NEW YORK — Legendary New York Knicks center Willis Reed, a Hall of Famer and a seven-time All-Star, has died at the age of 80.
The National Basketball Retired Players Association announced Reed’s death on Tuesday. According to The Associated Press, the association confirmed the news through Reed’s family.
Reed’s death was also confirmed by his former teammate and former U.S. senator Bill Bradley, according to The New York Times. Reed had congestive heart issues. However, his cause of death is not clear.
Reed could not travel to New York when the Knicks honored the 50th anniversary of their 1973 NBA championship team during their Feb. 25 game against New Orleans, the AP reported.
“The basketball community has lost a Legend. Our hearts are with the family, friends, and fans of Willis Reed,” the National Basketball Retired Players Association said on Twitter.
Reed was nicknamed “the Captain,” because he was “the undersized center” and helped lead the Knicks to two NBA championship teams, according to the AP.
The basketball community has lost a Legend. Our hearts are with the family, friends and fans of Willis Reed.#LegendsForever pic.twitter.com/AindMB0OGb— NBA Alumni 🏀 (@NBAalumni) March 21, 2023
“Willis Reed was the ultimate team player and consummate leader. My earliest and fondest memories of NBA basketball are of watching Willis, who embodied the winning spirit that defined the New York Knicks’ championship teams in the early 1970s. He played the game with remarkable passion and determination, and his inspiring comeback in Game 7 of the 1970 NBA Finals remains one of the most iconic moments in all of sports,” NBA Commissioner Adam Silver said in a statement.
Reed’s accomplishments also include two NBA finals MVP awards. According to the AP, during the 1969-1970 season, Reed became the first player to sweep the MVP awards for the All-Star Game, the NBA Finals, and the regular season.
“The Knicks organization is deeply saddened to announce the passing of our beloved Captain, Willis Reed, As we mourn, we will always strive to uphold the standards he left behind - the unmatched leadership, sacrifice and work ethic that personified him as a champion among champions. His is a legacy that will live forever. We ask everyone to please respect the family’s privacy during this difficult time,” the New York Knicks said on Twitter.
Our Captain. pic.twitter.com/2Bg1ro4y37— NEW YORK KNICKS (@nyknicks) March 21, 2023
During Game 5 of the NBA Finals at Madison Square Garden, Reed tore his right tensor muscle during the first quarter. According to the Times, the muscle originates in the hip and goes into the thigh. He sat out the rest of the game and missed Game 6, which the Los Angeles Lakers won behind Wilt Chamberlain’s 45 points.

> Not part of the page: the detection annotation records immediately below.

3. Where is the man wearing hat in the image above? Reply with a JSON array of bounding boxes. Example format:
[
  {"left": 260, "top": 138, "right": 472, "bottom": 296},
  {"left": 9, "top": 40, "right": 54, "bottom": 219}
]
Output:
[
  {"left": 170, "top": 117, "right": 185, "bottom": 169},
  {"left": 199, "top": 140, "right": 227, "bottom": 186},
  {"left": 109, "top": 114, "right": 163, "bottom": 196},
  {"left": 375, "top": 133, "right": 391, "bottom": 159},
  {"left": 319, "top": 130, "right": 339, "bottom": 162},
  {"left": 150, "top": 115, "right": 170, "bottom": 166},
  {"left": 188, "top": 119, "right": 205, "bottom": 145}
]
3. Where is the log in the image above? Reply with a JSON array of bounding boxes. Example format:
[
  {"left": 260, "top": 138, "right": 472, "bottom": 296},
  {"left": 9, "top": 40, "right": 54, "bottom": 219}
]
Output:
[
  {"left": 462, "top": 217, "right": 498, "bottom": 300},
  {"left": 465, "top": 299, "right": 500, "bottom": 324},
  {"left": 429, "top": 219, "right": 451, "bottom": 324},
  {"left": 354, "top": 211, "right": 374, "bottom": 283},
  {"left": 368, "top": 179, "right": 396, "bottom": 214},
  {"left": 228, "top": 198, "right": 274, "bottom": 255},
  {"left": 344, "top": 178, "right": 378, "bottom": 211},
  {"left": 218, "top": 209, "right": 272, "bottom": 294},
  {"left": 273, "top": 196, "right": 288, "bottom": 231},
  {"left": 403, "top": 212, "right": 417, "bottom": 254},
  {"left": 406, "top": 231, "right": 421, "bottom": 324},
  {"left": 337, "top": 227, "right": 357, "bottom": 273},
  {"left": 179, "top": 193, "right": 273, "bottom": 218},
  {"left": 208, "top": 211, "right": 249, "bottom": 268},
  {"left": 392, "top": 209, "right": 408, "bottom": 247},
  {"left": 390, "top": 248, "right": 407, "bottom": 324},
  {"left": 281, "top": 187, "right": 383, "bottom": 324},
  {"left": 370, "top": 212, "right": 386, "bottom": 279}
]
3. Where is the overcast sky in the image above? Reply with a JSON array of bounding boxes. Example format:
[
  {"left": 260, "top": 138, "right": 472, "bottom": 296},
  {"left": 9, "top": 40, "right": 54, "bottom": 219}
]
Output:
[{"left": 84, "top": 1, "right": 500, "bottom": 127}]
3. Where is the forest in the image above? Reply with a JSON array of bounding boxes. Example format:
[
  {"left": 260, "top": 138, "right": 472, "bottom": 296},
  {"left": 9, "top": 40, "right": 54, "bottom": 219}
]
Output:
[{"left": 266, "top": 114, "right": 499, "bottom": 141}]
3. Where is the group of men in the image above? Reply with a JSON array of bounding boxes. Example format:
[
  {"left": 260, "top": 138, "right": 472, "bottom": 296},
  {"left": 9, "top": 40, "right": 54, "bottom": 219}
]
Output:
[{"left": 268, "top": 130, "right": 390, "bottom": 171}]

On May 8, 1970, in the decisive Game 7 of the NBA Finals, Reed emerged from the players’ tunnel to the cheers of the MSG crowd.

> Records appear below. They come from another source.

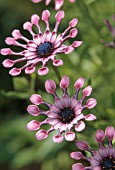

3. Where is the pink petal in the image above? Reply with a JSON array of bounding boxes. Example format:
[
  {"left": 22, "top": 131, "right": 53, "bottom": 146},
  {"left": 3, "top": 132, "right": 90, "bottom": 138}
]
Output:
[
  {"left": 76, "top": 140, "right": 88, "bottom": 150},
  {"left": 46, "top": 118, "right": 60, "bottom": 125},
  {"left": 85, "top": 114, "right": 96, "bottom": 121},
  {"left": 55, "top": 0, "right": 64, "bottom": 10},
  {"left": 38, "top": 67, "right": 49, "bottom": 76},
  {"left": 36, "top": 129, "right": 48, "bottom": 140},
  {"left": 9, "top": 68, "right": 21, "bottom": 76},
  {"left": 86, "top": 98, "right": 97, "bottom": 109},
  {"left": 93, "top": 165, "right": 102, "bottom": 170},
  {"left": 95, "top": 129, "right": 105, "bottom": 142},
  {"left": 65, "top": 46, "right": 74, "bottom": 54},
  {"left": 0, "top": 48, "right": 13, "bottom": 55},
  {"left": 53, "top": 135, "right": 63, "bottom": 143},
  {"left": 45, "top": 0, "right": 51, "bottom": 5},
  {"left": 45, "top": 80, "right": 56, "bottom": 93},
  {"left": 55, "top": 11, "right": 64, "bottom": 22},
  {"left": 75, "top": 121, "right": 85, "bottom": 132},
  {"left": 23, "top": 22, "right": 32, "bottom": 32},
  {"left": 5, "top": 37, "right": 16, "bottom": 45},
  {"left": 69, "top": 18, "right": 78, "bottom": 27},
  {"left": 60, "top": 76, "right": 69, "bottom": 89},
  {"left": 65, "top": 132, "right": 75, "bottom": 141},
  {"left": 12, "top": 30, "right": 22, "bottom": 40},
  {"left": 72, "top": 163, "right": 85, "bottom": 170},
  {"left": 82, "top": 86, "right": 92, "bottom": 97},
  {"left": 70, "top": 28, "right": 78, "bottom": 38},
  {"left": 105, "top": 126, "right": 115, "bottom": 140},
  {"left": 74, "top": 77, "right": 84, "bottom": 90},
  {"left": 27, "top": 105, "right": 40, "bottom": 116},
  {"left": 25, "top": 66, "right": 35, "bottom": 74},
  {"left": 27, "top": 120, "right": 40, "bottom": 131},
  {"left": 53, "top": 60, "right": 63, "bottom": 66},
  {"left": 2, "top": 59, "right": 14, "bottom": 68},
  {"left": 30, "top": 94, "right": 42, "bottom": 105},
  {"left": 70, "top": 152, "right": 84, "bottom": 160},
  {"left": 31, "top": 14, "right": 40, "bottom": 25},
  {"left": 42, "top": 10, "right": 50, "bottom": 21},
  {"left": 72, "top": 41, "right": 83, "bottom": 47}
]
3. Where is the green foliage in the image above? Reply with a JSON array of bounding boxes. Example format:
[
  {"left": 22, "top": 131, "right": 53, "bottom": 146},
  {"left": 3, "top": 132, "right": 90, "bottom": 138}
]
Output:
[{"left": 0, "top": 0, "right": 115, "bottom": 170}]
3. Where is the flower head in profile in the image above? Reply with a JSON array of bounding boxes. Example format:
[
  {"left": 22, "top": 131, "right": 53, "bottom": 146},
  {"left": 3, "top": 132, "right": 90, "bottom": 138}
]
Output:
[
  {"left": 1, "top": 10, "right": 82, "bottom": 76},
  {"left": 70, "top": 126, "right": 115, "bottom": 170},
  {"left": 101, "top": 15, "right": 115, "bottom": 48},
  {"left": 32, "top": 0, "right": 76, "bottom": 10},
  {"left": 27, "top": 76, "right": 97, "bottom": 143}
]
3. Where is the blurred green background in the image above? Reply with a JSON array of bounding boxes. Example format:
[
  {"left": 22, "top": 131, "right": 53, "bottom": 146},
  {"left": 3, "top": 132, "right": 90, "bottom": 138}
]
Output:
[{"left": 0, "top": 0, "right": 115, "bottom": 170}]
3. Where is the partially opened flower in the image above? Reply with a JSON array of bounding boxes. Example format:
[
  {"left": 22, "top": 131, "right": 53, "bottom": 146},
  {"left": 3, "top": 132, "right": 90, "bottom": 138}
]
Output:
[
  {"left": 1, "top": 10, "right": 82, "bottom": 76},
  {"left": 32, "top": 0, "right": 76, "bottom": 10},
  {"left": 70, "top": 126, "right": 115, "bottom": 170},
  {"left": 27, "top": 76, "right": 97, "bottom": 143},
  {"left": 101, "top": 15, "right": 115, "bottom": 48}
]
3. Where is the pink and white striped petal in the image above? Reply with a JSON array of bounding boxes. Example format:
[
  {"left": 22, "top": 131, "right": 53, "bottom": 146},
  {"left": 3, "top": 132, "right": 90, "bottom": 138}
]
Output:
[
  {"left": 74, "top": 77, "right": 84, "bottom": 90},
  {"left": 72, "top": 163, "right": 85, "bottom": 170},
  {"left": 53, "top": 135, "right": 64, "bottom": 143},
  {"left": 82, "top": 86, "right": 92, "bottom": 97},
  {"left": 85, "top": 114, "right": 96, "bottom": 121},
  {"left": 2, "top": 59, "right": 14, "bottom": 68},
  {"left": 30, "top": 94, "right": 42, "bottom": 105},
  {"left": 25, "top": 66, "right": 35, "bottom": 74},
  {"left": 36, "top": 129, "right": 48, "bottom": 140},
  {"left": 45, "top": 80, "right": 56, "bottom": 93},
  {"left": 38, "top": 67, "right": 49, "bottom": 76},
  {"left": 95, "top": 129, "right": 105, "bottom": 143},
  {"left": 27, "top": 105, "right": 40, "bottom": 116},
  {"left": 53, "top": 60, "right": 63, "bottom": 66},
  {"left": 75, "top": 121, "right": 85, "bottom": 132},
  {"left": 105, "top": 126, "right": 115, "bottom": 141},
  {"left": 70, "top": 152, "right": 84, "bottom": 160},
  {"left": 27, "top": 120, "right": 40, "bottom": 131},
  {"left": 69, "top": 18, "right": 78, "bottom": 27},
  {"left": 86, "top": 98, "right": 97, "bottom": 109},
  {"left": 60, "top": 76, "right": 69, "bottom": 89},
  {"left": 9, "top": 68, "right": 21, "bottom": 76},
  {"left": 76, "top": 140, "right": 89, "bottom": 150},
  {"left": 65, "top": 132, "right": 75, "bottom": 141}
]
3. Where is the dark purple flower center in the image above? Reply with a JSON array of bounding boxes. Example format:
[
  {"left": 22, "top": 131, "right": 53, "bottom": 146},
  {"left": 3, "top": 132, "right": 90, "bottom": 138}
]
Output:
[
  {"left": 102, "top": 157, "right": 115, "bottom": 170},
  {"left": 37, "top": 42, "right": 54, "bottom": 58},
  {"left": 61, "top": 107, "right": 75, "bottom": 123}
]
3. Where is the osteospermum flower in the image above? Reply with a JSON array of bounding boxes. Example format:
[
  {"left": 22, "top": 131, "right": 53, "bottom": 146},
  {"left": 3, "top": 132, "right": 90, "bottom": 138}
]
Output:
[
  {"left": 101, "top": 15, "right": 115, "bottom": 48},
  {"left": 1, "top": 10, "right": 82, "bottom": 76},
  {"left": 32, "top": 0, "right": 76, "bottom": 10},
  {"left": 27, "top": 76, "right": 97, "bottom": 143},
  {"left": 70, "top": 126, "right": 115, "bottom": 170}
]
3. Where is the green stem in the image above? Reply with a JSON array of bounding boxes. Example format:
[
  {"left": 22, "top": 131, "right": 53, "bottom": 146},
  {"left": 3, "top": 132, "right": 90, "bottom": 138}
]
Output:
[
  {"left": 52, "top": 65, "right": 61, "bottom": 83},
  {"left": 30, "top": 74, "right": 36, "bottom": 93}
]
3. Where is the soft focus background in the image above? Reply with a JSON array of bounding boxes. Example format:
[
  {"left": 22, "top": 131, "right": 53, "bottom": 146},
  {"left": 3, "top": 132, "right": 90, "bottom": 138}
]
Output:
[{"left": 0, "top": 0, "right": 115, "bottom": 170}]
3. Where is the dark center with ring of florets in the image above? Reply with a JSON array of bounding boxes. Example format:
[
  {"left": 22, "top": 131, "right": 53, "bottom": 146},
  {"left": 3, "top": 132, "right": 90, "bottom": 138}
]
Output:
[
  {"left": 60, "top": 107, "right": 75, "bottom": 123},
  {"left": 101, "top": 157, "right": 115, "bottom": 170},
  {"left": 37, "top": 42, "right": 54, "bottom": 58}
]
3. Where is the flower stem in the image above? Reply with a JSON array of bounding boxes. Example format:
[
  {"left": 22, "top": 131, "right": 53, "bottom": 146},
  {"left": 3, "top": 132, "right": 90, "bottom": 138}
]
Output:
[
  {"left": 30, "top": 74, "right": 36, "bottom": 93},
  {"left": 52, "top": 65, "right": 61, "bottom": 82}
]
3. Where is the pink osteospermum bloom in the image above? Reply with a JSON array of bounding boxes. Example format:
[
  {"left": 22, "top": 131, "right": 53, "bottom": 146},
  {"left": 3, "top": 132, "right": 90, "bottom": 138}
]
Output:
[
  {"left": 70, "top": 126, "right": 115, "bottom": 170},
  {"left": 101, "top": 15, "right": 115, "bottom": 48},
  {"left": 27, "top": 76, "right": 97, "bottom": 143},
  {"left": 32, "top": 0, "right": 76, "bottom": 10},
  {"left": 1, "top": 10, "right": 82, "bottom": 76}
]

“You’re five stories above the ground and I swear you could feel the vibrations,” Reed said in 2009, according to the Times. “I thought, ‘This is what an earthquake must feel like.’”
Reed played Game 7 with a noticeable limp and made just two left-handed jump shots in the contest. But his inspired teammates, led by Walt Frazier’s 36 points and 19 assists, carried the Knicks to a 113-99 victory and the franchise’s first NBA title.
Reed only played 11 games during the 1971-72 season, according to Pro-Basketball-Reference.com. He then only played 19 games during the 1973-74 season because of his knee injury that led to his retirement. According to Pro-Basketball-Reference.com, Reed scored 12,183 points and had 8,414 rebounds.
Reed’s No. 19 jersey was retired by the team on Oct. 21, 1976. His jersey was the first to be retired by the Knicks, according to the Times. Reed was elected to the Naismith Memorial Basketball Hall of Fame in 1982.
Reed went on to coach or work in the front office for the Knicks, the New Jersey Nets, and the New Orleans Hornets, according to the newspaper. He also coached at Creighton University from 1981 to 1985 and went on to become an assistant coach in the NBA for the Atlanta Hawks and the Sacramento Kings.